Northeastern Section (45th Annual) and Southeastern Section (59th Annual) Joint Meeting (13-16 March 2010)

Paper No. 5
Presentation Time: 2:55 PM

ANCIENT RIFTS, INTRAPLATE EARTHQUAKES AND GROUNDWATER FLOW IN THE ROANOKE VALLEY OF SW VIRGINIA


HENIKA, William S. and CHAPMAN, Martin, Geosciences, Virginia Tech, 4044 Derring Hall, Blacksburg, VA 24061-0420, bhenika@vt.edu

A magnitude 2.6 earthquake was strongly felt across the southwestern portion of Roanoke County on May 16, 2009. The Virginia Tech Seismic Database revealed two additional (M 1.6 to 3.1) seismic events that had occurred in the area since 2000, all of which are located in the vicinity of the Mowes Springs Fault.
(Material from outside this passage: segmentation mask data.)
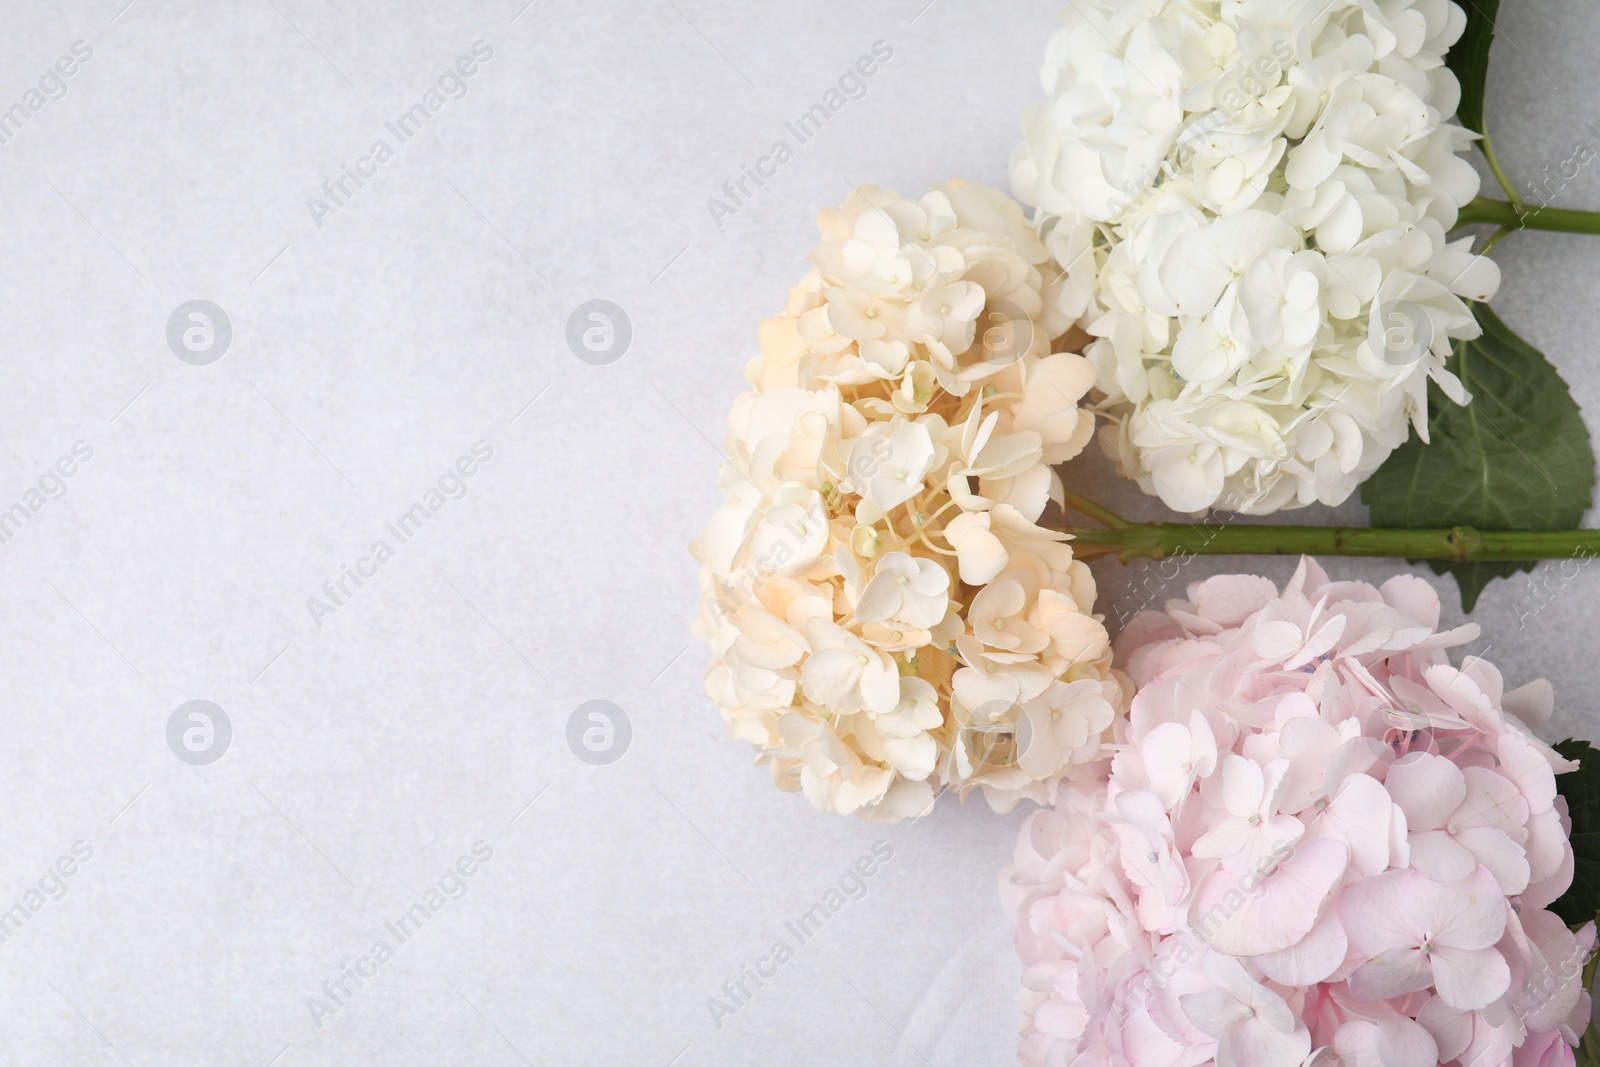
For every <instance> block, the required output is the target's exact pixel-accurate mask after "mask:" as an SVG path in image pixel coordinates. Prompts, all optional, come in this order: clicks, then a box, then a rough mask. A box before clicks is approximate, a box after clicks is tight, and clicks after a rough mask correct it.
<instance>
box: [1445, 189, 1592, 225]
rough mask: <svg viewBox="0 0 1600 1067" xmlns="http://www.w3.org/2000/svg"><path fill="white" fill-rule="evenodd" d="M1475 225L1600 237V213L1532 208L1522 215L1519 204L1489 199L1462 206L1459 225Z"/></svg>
mask: <svg viewBox="0 0 1600 1067" xmlns="http://www.w3.org/2000/svg"><path fill="white" fill-rule="evenodd" d="M1472 222H1493V224H1494V226H1501V227H1507V229H1530V230H1557V232H1560V234H1600V211H1576V210H1571V208H1541V206H1539V205H1531V206H1526V208H1523V211H1520V213H1518V211H1517V208H1515V205H1510V203H1507V202H1504V200H1490V198H1486V197H1474V198H1472V200H1470V202H1467V203H1466V205H1462V208H1461V214H1459V216H1458V218H1456V226H1469V224H1472Z"/></svg>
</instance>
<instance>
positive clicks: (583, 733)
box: [566, 701, 634, 766]
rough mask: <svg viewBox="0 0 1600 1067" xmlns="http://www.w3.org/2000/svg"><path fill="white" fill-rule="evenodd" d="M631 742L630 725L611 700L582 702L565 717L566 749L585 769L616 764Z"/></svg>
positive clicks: (618, 707) (626, 751) (623, 756)
mask: <svg viewBox="0 0 1600 1067" xmlns="http://www.w3.org/2000/svg"><path fill="white" fill-rule="evenodd" d="M632 742H634V723H630V721H629V718H627V712H624V710H622V709H621V707H618V705H616V704H613V702H611V701H586V702H582V704H579V705H578V709H576V710H574V712H573V713H571V715H568V718H566V747H568V749H571V750H573V755H576V757H578V758H579V760H582V761H584V763H587V765H589V766H606V765H610V763H616V761H618V760H621V758H622V757H624V755H626V753H627V747H629V745H630V744H632Z"/></svg>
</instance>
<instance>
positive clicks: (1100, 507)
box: [1061, 486, 1133, 530]
mask: <svg viewBox="0 0 1600 1067" xmlns="http://www.w3.org/2000/svg"><path fill="white" fill-rule="evenodd" d="M1061 493H1062V499H1066V502H1067V507H1070V509H1072V510H1075V512H1078V514H1080V515H1088V517H1090V518H1093V520H1094V522H1098V523H1101V525H1102V526H1110V528H1112V530H1126V528H1128V526H1133V523H1130V522H1128V520H1126V518H1123V517H1122V515H1118V514H1117V512H1114V510H1110V509H1109V507H1106V506H1104V504H1096V502H1094V501H1091V499H1090V498H1086V496H1083V494H1082V493H1075V491H1072V490H1069V488H1066V486H1062V490H1061Z"/></svg>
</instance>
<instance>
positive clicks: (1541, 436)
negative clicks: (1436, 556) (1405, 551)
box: [1362, 304, 1595, 611]
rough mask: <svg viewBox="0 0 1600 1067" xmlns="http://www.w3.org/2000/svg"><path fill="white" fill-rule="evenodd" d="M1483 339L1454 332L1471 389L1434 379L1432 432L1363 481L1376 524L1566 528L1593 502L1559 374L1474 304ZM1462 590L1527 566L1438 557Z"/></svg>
mask: <svg viewBox="0 0 1600 1067" xmlns="http://www.w3.org/2000/svg"><path fill="white" fill-rule="evenodd" d="M1474 314H1475V315H1477V318H1478V325H1480V326H1482V328H1483V336H1480V338H1477V339H1474V341H1458V342H1456V352H1454V355H1451V358H1450V370H1453V371H1454V373H1456V374H1458V376H1459V378H1461V381H1462V384H1464V386H1466V387H1467V390H1469V392H1470V394H1472V403H1469V405H1467V406H1464V408H1462V406H1459V405H1456V403H1453V402H1451V400H1450V398H1448V397H1445V395H1443V394H1442V392H1440V390H1438V387H1437V386H1434V384H1432V382H1429V390H1427V392H1429V398H1427V403H1429V422H1427V429H1429V437H1430V438H1432V443H1430V445H1424V443H1422V442H1421V440H1418V438H1416V437H1413V438H1411V440H1408V442H1406V443H1405V445H1402V446H1400V448H1397V450H1395V451H1394V454H1392V456H1389V459H1387V462H1384V466H1382V467H1379V469H1378V470H1376V472H1374V474H1373V477H1371V478H1368V480H1366V483H1365V485H1363V486H1362V501H1363V502H1365V504H1366V507H1368V509H1370V510H1371V522H1373V526H1410V528H1418V526H1477V528H1478V530H1573V528H1576V526H1578V523H1579V520H1582V517H1584V512H1587V510H1589V504H1590V502H1592V499H1594V493H1592V491H1594V483H1595V458H1594V450H1592V448H1590V445H1589V429H1587V427H1586V426H1584V419H1582V416H1581V414H1579V411H1578V403H1576V402H1573V395H1571V394H1570V392H1568V389H1566V382H1563V381H1562V376H1560V374H1557V373H1555V368H1554V366H1550V363H1549V360H1546V358H1544V355H1541V354H1539V350H1538V349H1534V347H1533V346H1530V344H1528V342H1526V341H1523V339H1522V338H1518V336H1517V334H1515V333H1512V331H1510V328H1507V326H1506V323H1502V322H1501V320H1499V317H1498V315H1496V314H1494V312H1493V310H1490V307H1488V304H1474ZM1429 566H1432V568H1434V573H1435V574H1445V573H1450V574H1453V576H1454V577H1456V584H1458V585H1459V587H1461V605H1462V608H1464V609H1466V611H1472V606H1474V605H1475V603H1477V600H1478V593H1480V592H1483V587H1485V585H1488V584H1490V582H1491V581H1493V579H1496V577H1510V576H1512V574H1515V573H1517V571H1528V569H1533V566H1534V565H1533V563H1438V561H1430V563H1429Z"/></svg>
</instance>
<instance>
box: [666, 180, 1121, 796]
mask: <svg viewBox="0 0 1600 1067" xmlns="http://www.w3.org/2000/svg"><path fill="white" fill-rule="evenodd" d="M819 227H821V230H822V243H821V245H818V246H816V250H814V251H813V253H811V261H813V264H814V269H813V270H811V274H808V275H806V278H805V280H803V282H802V283H800V285H798V286H795V290H794V291H790V294H789V307H787V310H786V312H784V314H782V315H778V317H774V318H770V320H766V322H765V323H762V330H760V344H762V354H760V355H758V357H755V358H754V360H752V362H750V363H749V366H747V368H746V378H747V379H749V381H750V384H752V386H754V390H750V392H747V394H744V395H741V397H739V398H738V400H736V402H734V406H733V413H731V416H730V419H728V442H726V456H728V462H726V464H725V466H723V469H722V488H723V494H725V501H723V506H722V507H720V509H718V510H717V514H715V515H714V517H712V520H710V525H709V528H707V530H706V534H704V536H702V537H701V539H699V541H696V542H694V545H693V552H694V557H696V558H698V560H699V561H701V565H702V566H701V587H702V592H704V600H702V605H701V614H699V619H698V622H696V632H698V633H699V635H701V637H704V638H706V641H707V643H709V645H710V651H712V661H710V667H709V669H707V672H706V689H707V693H709V694H710V697H712V699H714V701H717V704H718V705H720V707H722V712H723V717H725V718H726V721H728V729H730V733H731V734H733V736H736V737H741V739H744V741H749V742H750V744H752V745H755V749H757V750H758V753H760V755H758V761H760V763H765V765H768V766H770V768H771V774H773V779H774V781H776V784H778V785H779V787H781V789H786V790H800V792H803V793H805V795H806V798H808V800H810V801H811V803H813V805H816V806H818V808H821V809H822V811H837V813H840V814H856V816H861V817H867V819H902V817H907V816H917V814H922V813H925V811H928V808H930V806H931V803H933V800H934V798H936V797H938V793H941V792H944V790H946V789H955V790H957V792H958V793H962V795H963V797H965V795H966V793H968V792H971V790H974V789H981V790H982V792H984V793H986V797H987V798H989V803H990V805H992V806H994V808H997V809H1000V811H1005V809H1010V808H1011V806H1013V805H1014V803H1016V801H1018V800H1019V798H1022V797H1029V798H1034V800H1038V801H1042V803H1050V801H1051V800H1053V798H1054V795H1056V789H1058V785H1059V782H1061V781H1064V779H1067V777H1074V776H1077V777H1086V776H1088V774H1090V769H1088V768H1086V766H1085V765H1088V763H1091V761H1094V760H1099V758H1102V757H1106V755H1109V753H1107V752H1106V749H1104V742H1106V741H1107V739H1109V737H1110V726H1112V720H1114V717H1115V712H1117V709H1118V707H1122V705H1123V688H1122V683H1120V681H1118V677H1120V675H1115V673H1114V672H1112V670H1110V646H1109V640H1107V633H1106V627H1104V625H1102V624H1101V619H1099V616H1094V614H1091V611H1093V605H1094V579H1093V577H1091V576H1090V571H1088V568H1086V566H1085V565H1083V563H1082V561H1078V560H1075V558H1074V557H1072V549H1070V547H1069V545H1067V544H1066V536H1064V534H1061V533H1056V531H1051V530H1046V528H1042V526H1038V525H1037V523H1038V517H1040V514H1042V512H1043V510H1045V506H1046V504H1048V502H1050V501H1051V499H1056V501H1058V502H1059V499H1061V482H1059V478H1058V477H1056V474H1054V470H1051V464H1058V462H1066V461H1067V459H1072V458H1074V456H1077V454H1078V453H1080V451H1082V450H1083V448H1085V445H1086V443H1088V440H1090V437H1093V432H1094V416H1093V414H1091V413H1090V411H1086V410H1083V408H1080V406H1078V405H1080V400H1082V398H1083V395H1085V394H1086V392H1088V390H1090V387H1091V386H1093V382H1094V368H1093V366H1090V363H1088V360H1085V358H1083V357H1082V355H1075V354H1066V352H1059V354H1053V352H1051V344H1050V341H1051V338H1056V336H1059V334H1061V333H1064V330H1066V326H1067V320H1066V317H1062V315H1061V314H1059V310H1058V309H1059V296H1058V294H1056V293H1054V291H1051V290H1050V286H1048V285H1046V282H1045V275H1043V272H1042V269H1040V267H1042V266H1043V264H1046V262H1048V253H1046V251H1045V246H1043V243H1042V242H1040V240H1038V237H1037V235H1035V232H1034V229H1032V226H1029V222H1027V219H1026V216H1024V214H1022V208H1021V206H1019V205H1018V203H1014V202H1013V200H1010V198H1008V197H1006V195H1005V194H1002V192H998V190H997V189H990V187H987V186H970V184H965V182H955V181H952V182H947V184H941V186H936V187H934V189H933V192H930V194H928V195H925V197H922V198H920V200H906V198H902V197H899V195H898V194H893V192H886V190H880V189H862V190H859V192H858V194H856V195H853V197H851V198H850V200H848V202H846V203H845V205H843V208H838V210H832V208H830V210H827V211H824V213H822V214H821V219H819Z"/></svg>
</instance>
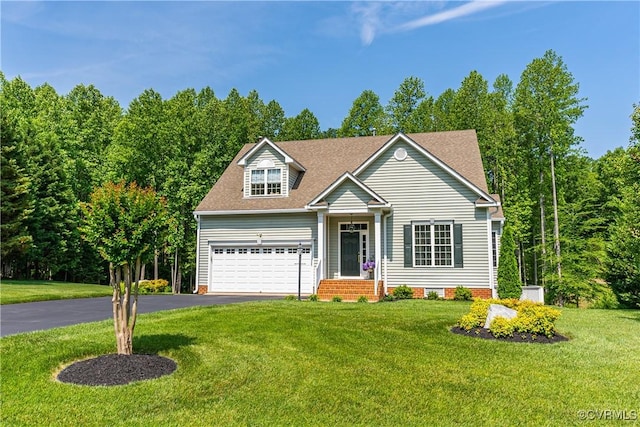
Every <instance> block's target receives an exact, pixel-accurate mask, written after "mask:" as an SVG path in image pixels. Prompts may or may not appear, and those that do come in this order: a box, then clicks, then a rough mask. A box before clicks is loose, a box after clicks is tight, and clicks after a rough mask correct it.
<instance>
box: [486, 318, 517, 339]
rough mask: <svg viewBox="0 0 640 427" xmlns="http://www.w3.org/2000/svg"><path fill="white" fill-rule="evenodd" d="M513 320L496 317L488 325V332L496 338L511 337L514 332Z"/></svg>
mask: <svg viewBox="0 0 640 427" xmlns="http://www.w3.org/2000/svg"><path fill="white" fill-rule="evenodd" d="M513 320H514V319H507V318H506V317H501V316H498V317H496V318H495V319H493V321H492V322H491V325H489V331H491V334H492V335H493V336H494V337H496V338H506V337H512V336H513V331H514V330H515V325H514V322H513Z"/></svg>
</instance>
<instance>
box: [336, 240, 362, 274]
mask: <svg viewBox="0 0 640 427" xmlns="http://www.w3.org/2000/svg"><path fill="white" fill-rule="evenodd" d="M359 248H360V233H340V275H342V276H359V275H360V259H359V258H360V257H359Z"/></svg>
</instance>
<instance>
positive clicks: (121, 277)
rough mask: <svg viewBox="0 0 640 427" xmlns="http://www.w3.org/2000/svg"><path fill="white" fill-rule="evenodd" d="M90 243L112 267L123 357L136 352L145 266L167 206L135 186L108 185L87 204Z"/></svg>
mask: <svg viewBox="0 0 640 427" xmlns="http://www.w3.org/2000/svg"><path fill="white" fill-rule="evenodd" d="M81 206H82V211H83V216H84V218H83V224H82V227H81V231H82V234H83V237H84V239H85V240H86V241H87V242H89V244H91V245H92V246H93V247H95V248H96V249H97V250H98V252H99V254H100V256H101V257H102V258H103V259H104V260H105V261H107V262H108V263H109V284H110V286H111V288H112V290H113V298H112V299H111V301H112V305H113V322H114V329H115V335H116V345H117V348H118V354H125V355H130V354H132V353H133V329H134V327H135V325H136V315H137V312H138V281H139V279H140V270H141V266H142V261H143V260H144V259H145V258H147V257H150V256H152V255H153V252H154V250H155V248H156V247H157V246H158V244H159V238H158V236H161V235H162V234H163V233H162V231H163V228H164V226H165V223H166V218H167V208H166V201H165V200H164V199H163V198H160V197H158V195H157V194H156V193H155V192H154V191H153V190H152V189H150V188H140V187H138V186H137V185H136V184H135V183H132V184H128V185H126V184H125V183H124V182H120V183H118V184H114V183H106V184H104V185H103V186H102V187H100V188H97V189H96V190H94V191H93V193H92V194H91V196H90V201H89V202H88V203H83V204H82V205H81Z"/></svg>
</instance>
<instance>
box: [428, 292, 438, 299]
mask: <svg viewBox="0 0 640 427" xmlns="http://www.w3.org/2000/svg"><path fill="white" fill-rule="evenodd" d="M427 299H428V300H438V299H440V295H438V293H437V292H436V291H431V292H429V293H428V294H427Z"/></svg>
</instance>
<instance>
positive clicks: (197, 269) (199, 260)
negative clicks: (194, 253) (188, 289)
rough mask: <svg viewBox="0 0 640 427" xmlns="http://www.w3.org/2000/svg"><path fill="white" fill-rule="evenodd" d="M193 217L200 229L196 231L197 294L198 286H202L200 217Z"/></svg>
mask: <svg viewBox="0 0 640 427" xmlns="http://www.w3.org/2000/svg"><path fill="white" fill-rule="evenodd" d="M193 217H194V218H195V219H196V222H197V223H198V228H197V229H196V285H195V286H194V289H193V293H194V294H197V293H198V286H199V284H200V215H198V214H197V213H195V212H194V213H193Z"/></svg>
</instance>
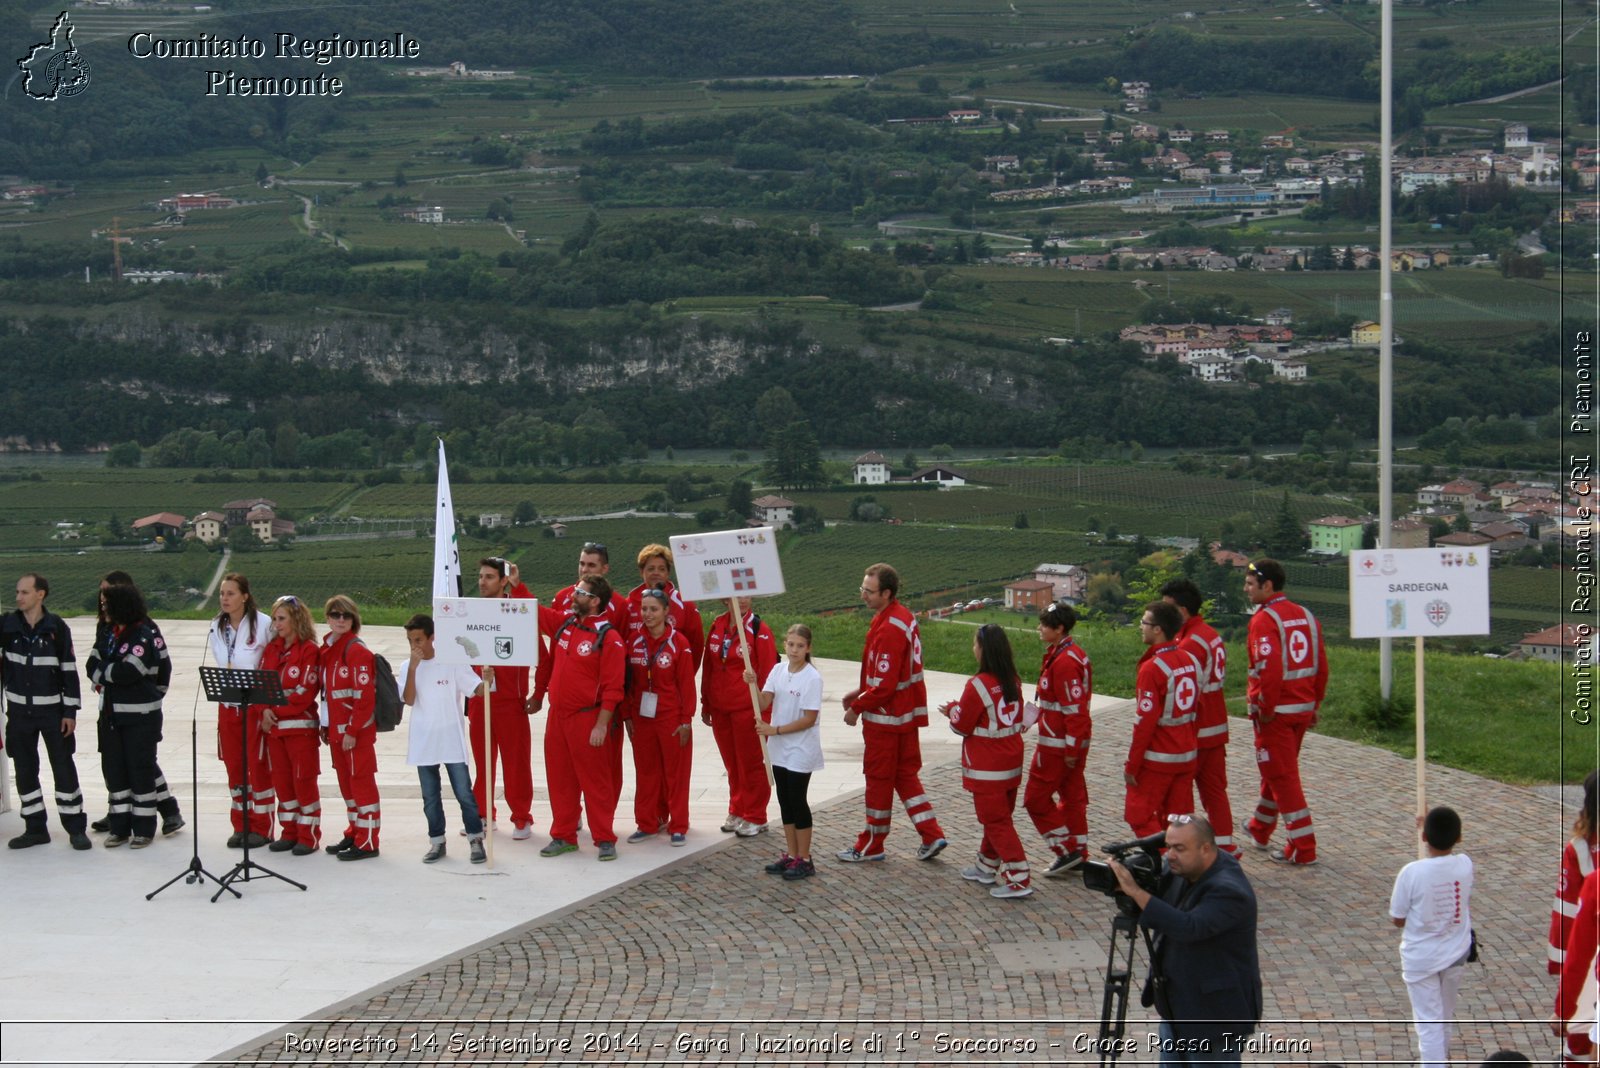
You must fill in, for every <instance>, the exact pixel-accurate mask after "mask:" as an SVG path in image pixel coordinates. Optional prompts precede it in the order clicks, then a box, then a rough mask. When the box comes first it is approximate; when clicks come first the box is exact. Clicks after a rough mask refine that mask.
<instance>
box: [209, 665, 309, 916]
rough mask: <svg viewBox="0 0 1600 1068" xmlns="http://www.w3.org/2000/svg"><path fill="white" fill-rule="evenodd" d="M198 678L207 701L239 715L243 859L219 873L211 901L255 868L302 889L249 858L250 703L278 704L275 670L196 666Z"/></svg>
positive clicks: (281, 687) (249, 844) (292, 881)
mask: <svg viewBox="0 0 1600 1068" xmlns="http://www.w3.org/2000/svg"><path fill="white" fill-rule="evenodd" d="M200 681H202V684H205V695H206V699H208V700H214V702H218V703H222V705H237V707H238V710H240V715H242V718H243V724H242V729H240V732H238V764H240V771H242V774H243V783H242V791H240V793H242V798H240V803H242V806H243V812H245V815H243V825H245V836H243V847H245V859H243V860H240V862H238V863H235V865H234V870H232V871H229V873H227V875H224V876H222V879H221V886H222V889H221V891H218V892H216V894H214V895H213V897H211V900H213V902H214V900H216V899H219V897H222V891H232V892H234V895H235V897H237V895H238V891H234V887H232V884H234V883H250V873H251V871H259V873H261V875H264V876H270V878H274V879H283V881H285V883H288V884H290V886H296V887H299V889H302V891H304V889H306V884H304V883H296V881H294V879H291V878H288V876H286V875H278V873H277V871H274V870H272V868H267V867H266V865H261V863H256V862H254V860H251V859H250V815H251V812H254V803H253V796H251V793H250V705H282V703H283V702H285V697H283V681H282V679H280V678H278V673H277V671H259V670H253V668H248V670H246V668H200Z"/></svg>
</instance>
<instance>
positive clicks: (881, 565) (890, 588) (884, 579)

The MSF separates Precambrian Basement and Cambrian rift rocks on the SW (Blue Ridge Plateau) side of the valley from mildly metamorphosed Paleozoic platform rocks on the NE (Roanoke Valley side). The MSF has a steep NE dip and appears to have offset the basal Blue Ridge thrust by 5 miles across the basin, forming a prominent scarp along the SW side of the Roanoke Valley. Earthquakes along the MSF were calculated to have epicenters approximately 7 km below the valley floor near the base of proposed Alleghanian detachment. A NE-SW directed cross section using calculated earthquake movement solutions shows that periodic slip is in a reverse sense, uplifting Cambrian carbonates on the hanging wall over Precambrian rocks in the foot wall in agreement with slickensides and offsets measured in saprolite and bedrock along the MSF. This also is in agreement with the regional SW directed compressional stress field in the area. The MSF was initiated as detached Paleozoic rocks in the Pulaski sheet were transported across a displaced subthrust ramp (Harris 1970). NW directed subthrust offset described by Thomas as a relic of Neoproterozic transform faulting also localized Mesozoic dikes and transverse fracture zones along the MSF. New geologic surveys at the end of the 20th century recognized these fractures as aquifer zones and the Mowes Springs along the NW end of the MSF were replaced by a series of large diameter, high production wells drilled along the MSF for the City of Salem. Modern groundwater flux along these ancient fractures is suspected to have aided slip along the fault by reducing the angle of internal friction with respect to the operative stress field.